419 scam/advance fee fraud included in the Longman Dictionary
While reading through The Punch Newspaper of Thursday, 8th January, 2009 there is this piece under the Super Thursday feature with the title 419 and the Longman Dictionary.
There, the writer wrote about the negative international recognition which the inclusion of the coinage "419" in the Longman Dictionary of Contemporay English brings to the country.
Also in today’s Saturday Punch, a letter was written by a reader who was complaining of Wikipedia’s unfair comment on Nigeria, as if the article on Advance fee-fraud was incorrect, the teenager went on to say Wikipedia should’t have published such article.
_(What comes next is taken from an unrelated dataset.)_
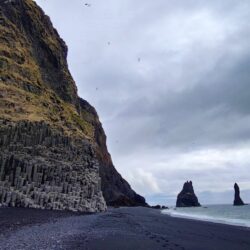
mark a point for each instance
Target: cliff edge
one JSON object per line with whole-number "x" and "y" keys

As much as I agree that the Article is an "image spoiler" for the country, I also know that it is no longer a ‘world news’ that Nigeria has been linked as the "Capital" of Advance fee-fraud; though this menace is going on in other countries AND that it is not just Wikipedia that is been unfair but our corrupt leaders who have deprived the Nation of resources that could have been used in developing the Country.

Back to the inclusion of 419scam in the Longman Dictionary of Contemporary English - it defines it as:
419 scam [countable]
an illegal way of getting money from someone by sending them an email promising that they will make a lot of money if they invest in a business activity which does not really exist [= advance fee fraud].
It is our prayer that we will get things right in this Country and our Nation shall be free from every form of Corruption; if "people in high places" will agree; but the major worry as the writer in Thursday’s Punch points out is that each time the word is used in whatsoever manner, the name of Nigeria as a country of origin will come up.